Not one member among the 2,300 striking OC Transpo employees will go back to work without everybody going in, said union president Andre Cornellier.

Not one member among the 2,300 striking OC Transpo employees will go back to work without everybody going in, said union president Andre Cornellier.

On the weekend, city council requested that mechanics be allowed to return to get buses ready to run when the strike finally ends.

Yesterday, at a rally on the ATU picket line in front of the OC Transpo headquarters, Cornellier said the union would not play along with the city’s attempt to “divide and conquer.”

“To suggest that we are going to let mechanics cross our own picket line is unbelievable.

They want us to bust our own union,” he said.

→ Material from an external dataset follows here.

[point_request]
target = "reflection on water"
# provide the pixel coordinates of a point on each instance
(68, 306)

Alain Mercier, the general manager of OC Transpo, suggested they may have to lay off around 500 workers during the first few weeks when service resumes, because there will not be enough road-ready buses for them to drive.

ATU International vice-president Randy Graham told those gathered not to be bothered by those comments.

“The idea that people will be laid off because you are on strike, they should be ashamed of themselves,” he said. “The tactics used in this strike are unbelievable.”

Graham accused OC Transpo of mismanagement for having so many buses out of service before the strike.

Canadian Union of Public Employees joined striking OC Transpo employees on the picket lines for a day of solidarity yesterday.

CUPE national president Paul Moist presented Cornellier with a cheque for $5,000 to go toward the ATU strike fund and called on the city to get back to the table and deal with the union bargaining committee.

“We want a better working life in Ottawa, not a worse one,” Moist said. “If Larry O’Brien thinks we’re going to turn the clock back on 100 years of collective bargaining, he’s wrong.”